The other episode is this. A divorce was obtained by Mr. A. against Mrs. A. and Mr. B. Mr. B. was married and Mrs. B., on hearing of the divorce proceedings, obtained a decree nisi against Mr. B. Mr. B. is at any moment liable to be called to the Front, but Mrs. B. has for some months declined to make the decree nisi absolute, and this prevents him marrying Mrs. A., as he feels in honor bound to do. Yet the law allows any petitioner, male or female, to obtain a decree nisi and to refrain from making it absolute for motives which are probably discreditable. The Divorce Law Commissioners strongly condemned this state of things, and the hardship in question is immensely aggravated in war-time, just as the war has given rise to many cases of bigamy owing to the chivalrous desire of our soldiers to obtain for the de facto wife and family the separation allowance of the State. The legal wife is often united by similar ties to another man. I commend these facts to consideration in your columns, having regard to your frequent complaints of a falling birth-rate.

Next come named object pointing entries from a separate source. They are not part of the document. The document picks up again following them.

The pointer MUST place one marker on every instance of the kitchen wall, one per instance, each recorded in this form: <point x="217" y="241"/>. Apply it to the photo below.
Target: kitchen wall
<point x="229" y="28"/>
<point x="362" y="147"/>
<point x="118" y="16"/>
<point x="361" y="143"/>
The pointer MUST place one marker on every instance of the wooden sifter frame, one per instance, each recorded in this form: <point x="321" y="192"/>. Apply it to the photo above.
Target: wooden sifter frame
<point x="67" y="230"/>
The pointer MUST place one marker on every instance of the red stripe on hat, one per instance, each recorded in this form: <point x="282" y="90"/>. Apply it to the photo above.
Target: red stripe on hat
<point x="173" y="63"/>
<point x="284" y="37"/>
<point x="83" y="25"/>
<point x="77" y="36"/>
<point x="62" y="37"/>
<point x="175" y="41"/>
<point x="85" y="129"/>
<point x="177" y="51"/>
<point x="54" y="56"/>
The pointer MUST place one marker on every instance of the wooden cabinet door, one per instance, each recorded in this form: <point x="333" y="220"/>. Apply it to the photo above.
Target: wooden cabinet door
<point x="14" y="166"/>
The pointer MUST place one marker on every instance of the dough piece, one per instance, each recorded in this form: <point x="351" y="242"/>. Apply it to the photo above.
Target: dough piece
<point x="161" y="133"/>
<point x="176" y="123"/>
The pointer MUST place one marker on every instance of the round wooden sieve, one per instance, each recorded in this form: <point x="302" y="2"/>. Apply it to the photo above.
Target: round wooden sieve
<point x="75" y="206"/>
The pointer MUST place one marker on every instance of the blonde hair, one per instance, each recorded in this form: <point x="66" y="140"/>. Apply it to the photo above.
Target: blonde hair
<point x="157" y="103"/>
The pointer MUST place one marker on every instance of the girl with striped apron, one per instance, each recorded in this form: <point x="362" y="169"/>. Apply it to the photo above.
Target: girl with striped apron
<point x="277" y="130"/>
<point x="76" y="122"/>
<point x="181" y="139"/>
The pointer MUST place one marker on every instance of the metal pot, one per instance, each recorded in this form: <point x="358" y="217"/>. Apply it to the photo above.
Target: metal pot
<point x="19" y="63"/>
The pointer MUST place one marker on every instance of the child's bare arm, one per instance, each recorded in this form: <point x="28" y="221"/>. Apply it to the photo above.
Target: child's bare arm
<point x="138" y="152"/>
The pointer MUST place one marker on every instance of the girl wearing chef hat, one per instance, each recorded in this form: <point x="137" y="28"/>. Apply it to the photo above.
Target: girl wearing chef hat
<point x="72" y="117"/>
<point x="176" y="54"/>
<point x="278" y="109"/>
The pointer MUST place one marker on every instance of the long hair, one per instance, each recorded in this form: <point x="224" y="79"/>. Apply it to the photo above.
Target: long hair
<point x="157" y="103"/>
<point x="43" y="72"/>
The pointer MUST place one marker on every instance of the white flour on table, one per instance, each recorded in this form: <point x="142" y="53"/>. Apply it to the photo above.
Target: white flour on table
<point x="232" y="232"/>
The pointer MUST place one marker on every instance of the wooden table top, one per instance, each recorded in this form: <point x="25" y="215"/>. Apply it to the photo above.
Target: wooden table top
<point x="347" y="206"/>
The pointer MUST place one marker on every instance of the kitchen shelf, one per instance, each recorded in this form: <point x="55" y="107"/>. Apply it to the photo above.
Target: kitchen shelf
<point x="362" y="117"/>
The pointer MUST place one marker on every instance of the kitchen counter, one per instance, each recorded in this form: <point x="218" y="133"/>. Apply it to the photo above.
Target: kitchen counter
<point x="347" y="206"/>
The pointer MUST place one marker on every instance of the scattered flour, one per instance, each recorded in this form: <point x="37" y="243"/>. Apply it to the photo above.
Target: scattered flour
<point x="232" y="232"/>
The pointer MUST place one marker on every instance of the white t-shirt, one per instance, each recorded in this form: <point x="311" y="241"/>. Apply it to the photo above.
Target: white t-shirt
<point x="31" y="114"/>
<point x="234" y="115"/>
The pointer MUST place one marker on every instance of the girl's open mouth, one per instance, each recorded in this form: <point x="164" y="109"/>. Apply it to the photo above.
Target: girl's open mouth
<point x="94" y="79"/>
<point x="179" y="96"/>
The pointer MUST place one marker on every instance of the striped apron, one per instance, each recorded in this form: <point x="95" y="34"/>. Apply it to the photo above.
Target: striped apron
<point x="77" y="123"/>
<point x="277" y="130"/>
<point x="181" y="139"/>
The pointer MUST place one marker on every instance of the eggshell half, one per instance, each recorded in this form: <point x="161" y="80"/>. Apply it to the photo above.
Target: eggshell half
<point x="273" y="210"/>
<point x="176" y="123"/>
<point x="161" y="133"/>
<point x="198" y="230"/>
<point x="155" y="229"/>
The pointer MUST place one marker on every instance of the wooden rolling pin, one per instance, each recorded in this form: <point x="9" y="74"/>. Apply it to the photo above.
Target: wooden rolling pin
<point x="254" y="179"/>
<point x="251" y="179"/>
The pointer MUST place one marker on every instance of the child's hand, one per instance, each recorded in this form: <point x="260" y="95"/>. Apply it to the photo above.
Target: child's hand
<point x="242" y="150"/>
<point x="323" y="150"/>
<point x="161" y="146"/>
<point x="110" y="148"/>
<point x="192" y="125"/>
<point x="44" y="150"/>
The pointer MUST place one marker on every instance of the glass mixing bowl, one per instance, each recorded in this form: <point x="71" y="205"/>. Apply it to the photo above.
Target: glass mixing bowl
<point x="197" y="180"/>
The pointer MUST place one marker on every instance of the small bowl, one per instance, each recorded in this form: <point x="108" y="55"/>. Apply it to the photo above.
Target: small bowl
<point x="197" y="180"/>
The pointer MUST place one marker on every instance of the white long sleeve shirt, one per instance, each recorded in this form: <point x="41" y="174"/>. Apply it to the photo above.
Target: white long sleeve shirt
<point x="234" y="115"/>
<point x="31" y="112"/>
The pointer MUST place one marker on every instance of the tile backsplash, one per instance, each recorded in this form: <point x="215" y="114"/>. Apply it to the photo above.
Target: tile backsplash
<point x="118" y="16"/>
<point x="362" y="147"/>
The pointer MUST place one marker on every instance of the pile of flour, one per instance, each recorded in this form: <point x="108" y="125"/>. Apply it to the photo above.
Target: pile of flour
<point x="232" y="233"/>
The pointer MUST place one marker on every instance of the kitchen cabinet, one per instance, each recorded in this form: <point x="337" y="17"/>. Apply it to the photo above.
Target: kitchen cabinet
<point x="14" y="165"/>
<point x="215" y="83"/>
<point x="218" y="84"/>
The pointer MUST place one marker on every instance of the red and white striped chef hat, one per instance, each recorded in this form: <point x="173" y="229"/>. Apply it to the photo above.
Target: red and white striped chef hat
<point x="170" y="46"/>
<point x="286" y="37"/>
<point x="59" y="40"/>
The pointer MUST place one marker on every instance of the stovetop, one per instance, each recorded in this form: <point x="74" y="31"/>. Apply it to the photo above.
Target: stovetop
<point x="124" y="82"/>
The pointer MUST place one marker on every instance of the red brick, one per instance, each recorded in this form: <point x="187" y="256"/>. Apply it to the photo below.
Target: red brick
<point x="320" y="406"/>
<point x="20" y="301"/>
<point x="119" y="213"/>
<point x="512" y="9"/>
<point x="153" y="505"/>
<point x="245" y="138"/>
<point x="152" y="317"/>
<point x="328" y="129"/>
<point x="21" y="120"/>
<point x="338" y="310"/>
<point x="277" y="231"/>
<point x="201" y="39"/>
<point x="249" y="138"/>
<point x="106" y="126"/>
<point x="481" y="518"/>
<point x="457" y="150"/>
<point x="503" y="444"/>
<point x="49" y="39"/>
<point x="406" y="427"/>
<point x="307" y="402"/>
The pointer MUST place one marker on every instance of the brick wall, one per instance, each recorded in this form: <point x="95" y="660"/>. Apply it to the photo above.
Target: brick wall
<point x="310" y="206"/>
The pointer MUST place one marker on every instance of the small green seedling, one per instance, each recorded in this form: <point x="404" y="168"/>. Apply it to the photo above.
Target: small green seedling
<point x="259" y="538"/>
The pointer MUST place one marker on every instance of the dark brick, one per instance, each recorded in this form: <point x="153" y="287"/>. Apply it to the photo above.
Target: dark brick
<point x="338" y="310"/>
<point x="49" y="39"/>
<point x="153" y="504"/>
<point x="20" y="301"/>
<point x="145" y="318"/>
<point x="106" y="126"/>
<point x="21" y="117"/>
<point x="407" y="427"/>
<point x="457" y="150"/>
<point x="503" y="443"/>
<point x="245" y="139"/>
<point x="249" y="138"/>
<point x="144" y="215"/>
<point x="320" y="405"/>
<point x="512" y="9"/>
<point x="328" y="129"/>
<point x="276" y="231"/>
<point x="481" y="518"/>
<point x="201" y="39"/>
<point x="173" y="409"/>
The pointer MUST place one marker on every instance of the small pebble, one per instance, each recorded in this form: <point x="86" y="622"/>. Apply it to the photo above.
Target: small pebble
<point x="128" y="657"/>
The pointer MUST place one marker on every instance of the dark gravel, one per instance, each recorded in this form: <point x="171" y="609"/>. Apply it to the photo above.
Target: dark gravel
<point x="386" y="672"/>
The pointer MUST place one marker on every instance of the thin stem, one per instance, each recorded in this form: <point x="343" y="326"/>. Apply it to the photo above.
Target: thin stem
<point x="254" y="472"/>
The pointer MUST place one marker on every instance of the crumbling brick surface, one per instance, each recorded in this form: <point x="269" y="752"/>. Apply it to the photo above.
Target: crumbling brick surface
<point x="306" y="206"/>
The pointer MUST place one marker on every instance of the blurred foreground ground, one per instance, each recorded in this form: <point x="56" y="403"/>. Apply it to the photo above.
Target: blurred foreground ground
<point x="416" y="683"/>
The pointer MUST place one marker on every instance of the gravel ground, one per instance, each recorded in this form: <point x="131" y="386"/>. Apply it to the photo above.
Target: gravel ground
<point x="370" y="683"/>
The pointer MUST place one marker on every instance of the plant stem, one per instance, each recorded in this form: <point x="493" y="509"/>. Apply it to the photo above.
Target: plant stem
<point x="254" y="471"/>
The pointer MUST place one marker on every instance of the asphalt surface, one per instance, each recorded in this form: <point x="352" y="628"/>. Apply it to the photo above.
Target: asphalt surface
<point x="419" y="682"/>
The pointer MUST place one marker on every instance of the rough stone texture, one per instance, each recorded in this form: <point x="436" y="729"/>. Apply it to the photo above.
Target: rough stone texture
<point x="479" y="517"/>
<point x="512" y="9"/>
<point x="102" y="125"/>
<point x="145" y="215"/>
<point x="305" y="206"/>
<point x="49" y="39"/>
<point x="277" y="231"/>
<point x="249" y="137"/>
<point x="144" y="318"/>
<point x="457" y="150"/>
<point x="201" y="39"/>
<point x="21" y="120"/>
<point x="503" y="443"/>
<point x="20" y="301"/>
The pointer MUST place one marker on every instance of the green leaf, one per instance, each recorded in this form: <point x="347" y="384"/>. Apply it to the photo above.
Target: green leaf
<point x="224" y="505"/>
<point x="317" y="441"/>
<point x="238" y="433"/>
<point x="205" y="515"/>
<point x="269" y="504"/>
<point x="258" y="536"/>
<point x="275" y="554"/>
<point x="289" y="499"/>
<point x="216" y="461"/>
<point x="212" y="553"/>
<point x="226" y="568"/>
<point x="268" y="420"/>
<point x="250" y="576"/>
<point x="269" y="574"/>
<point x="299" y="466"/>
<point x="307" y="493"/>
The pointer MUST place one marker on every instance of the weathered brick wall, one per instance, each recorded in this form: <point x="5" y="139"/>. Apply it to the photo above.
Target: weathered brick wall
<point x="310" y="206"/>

The iniquity of our marriage laws is an important contributory cause to the fall in question.
Yours, etc.,
E. S. P. Haynes.
November 29th.
[19] Some interesting facts were given by Mr. Sidney Webb in two letters to The Times, October 11 and 16, 1906; there is also a Fabian tract on the subject: “The Decline in the Birth-Rate,” by Sidney Webb (No. 131). Some further information may be found in “The Declining Birth-Rate: Its National and International Significance,” by A. Newsholme, M.D., M.R.C.S. (Cassell, 1911).